During HBP lead implantation, we have also observed five cases of transient LBBB that resolved over 5 min to 24 h. Pacing from the HBP lead corrected the LBBB at low outputs. Narula et al.11 had demonstrated that LBBBs are often due to longitudinal dissociation in the main His bundle with resultant asynchronous conduction delay. In addition, pacing the distal His region could correct these conduction disturbances. LBBB during HBP lead placement at the right AV septal region confirms these early observations. Correction of the LBBB by pacing at the site causing LBBB also attests to the discrete nature of conduction disease in the main His bundle leading to LBBB.

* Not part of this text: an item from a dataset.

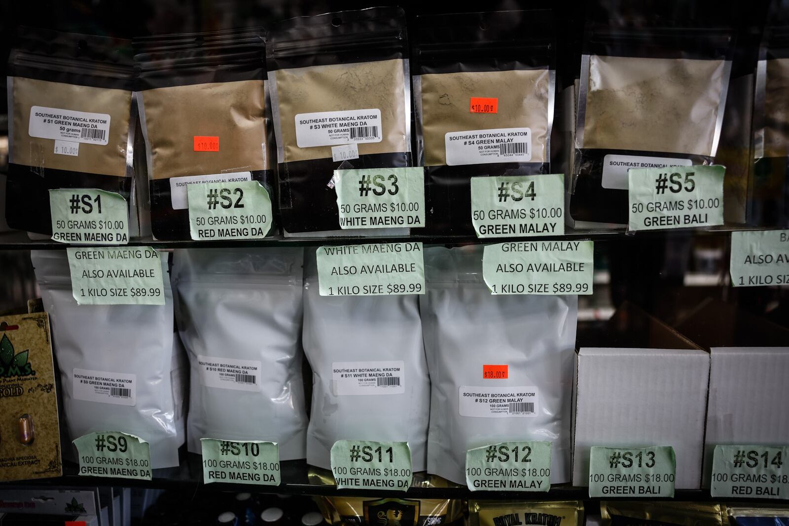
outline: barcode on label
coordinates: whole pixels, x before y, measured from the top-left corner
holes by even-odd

In the majority of patients with acute injury to the His bundle, conduction disturbances resolve. However, RBBB persisted in 2.5% of patients during follow-up. While it is conceivable that acute injury may lead to future conduction disturbances in these patients, we have not observed new BBB or AV blocks during medium-term follow-up.

Conclusions

Injury to the His bundle may occur during permanent HBP. Careful manipulation of the sheath and the lead with gentle movements is essential to prevent His bundle injury during implantation. These conduction disturbances in the form of BBB or complete HV block provide mechanistic insights into the pathophysiology of intra-Hisian conduction disease and offer partial explanation as to how permanent HBP can correct these conduction abnormalities. This phenomenon of His bundle injury has to be taken into consideration while designing newer leads with longer screws to improve HBP outcomes.